(Reuters) - Continental Resources Inc CLR.N said that Harold Hamm, its chief executive officer and majority shareholder, has pledged about one-fourth of the company shares he owns as collateral for a personal loan, according to a regulatory filing.
The shares Hamm posted as collateral are worth $2.6 billion and represent an 18.5 percent chunk in the Oklahoma-based drilling giant, according to a Reuters calculation. Hamm could be forced to offer more collateral for the loan if the value of his company falls.
Divorce lawyers for Hamm recently said he took out a personal loan to fund a divorce settlement with ex-wife Sue Ann Arnall. Under a November ruling, Hamm owed Arnall nearly $1 billion and last week cut her a handwritten check for the entire amount.

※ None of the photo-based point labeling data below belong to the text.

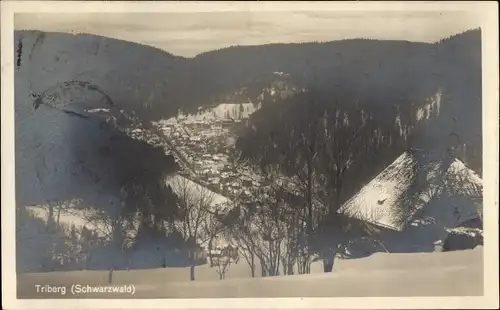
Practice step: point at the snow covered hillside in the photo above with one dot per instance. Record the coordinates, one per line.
(382, 275)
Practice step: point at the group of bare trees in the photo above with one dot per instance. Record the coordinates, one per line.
(316, 154)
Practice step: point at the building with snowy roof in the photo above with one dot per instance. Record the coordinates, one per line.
(416, 200)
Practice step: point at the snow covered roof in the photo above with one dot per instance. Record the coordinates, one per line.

Hamm pledged 68.7 million of his Continental shares as collateral for a personal loan on Jan. 9, according to a Jan. 13 Securities and Exchange Commission filing. The document did not state the purpose nor the terms of the loan, how much Hamm borrowed or who lent him the money.

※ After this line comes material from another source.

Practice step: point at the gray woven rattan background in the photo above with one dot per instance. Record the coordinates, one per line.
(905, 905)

Hamm will need to pledge additional shares if the price of Continental stock falls below the “minimum value requirements” of the loan, the company said without offering specifics.
Hamm owns nearly 253 million shares, or 68 percent of his firm. He will keep voting rights over the shares posted as collateral, the firm said.

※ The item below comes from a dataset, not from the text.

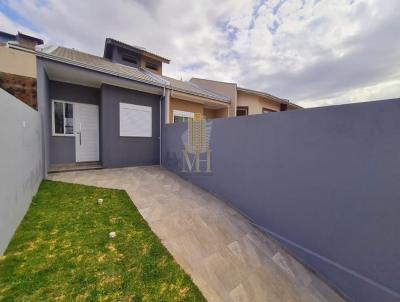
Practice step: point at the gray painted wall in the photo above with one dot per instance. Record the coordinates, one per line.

Following news of Hamm’s loan, Continental shares initially fell on Wednesday, but rallied late in the day, jumping 6.1 percent to $37.98.
Continental has said the divorce award, one of the largest in U.S. history, has no impact on its business or operations. “As we have said all along, there will be no change of control in the company,” said spokeswoman Kristin Thomas.
Hamm’s personal borrowing won’t damage the company or other shareholders unless Continental shares continue to fall sharply on lower oil prices, said one energy analyst. The shares have lost more than half of their value over the last four months.
“An issue could arise at some point,” said Leo Mariani of RBC Capital Markets in New York. “If oil prices fall he would have to pledge a much greater portion of his company. He could lose those shares and they could be sold at depressed prices.”
That risk is low, Mariani said, because oil prices are unlikely to fall much further or to remain low for years. U.S. benchmark crude oil has been trading below $50 a barrel, down from around $100 a barrel six months ago.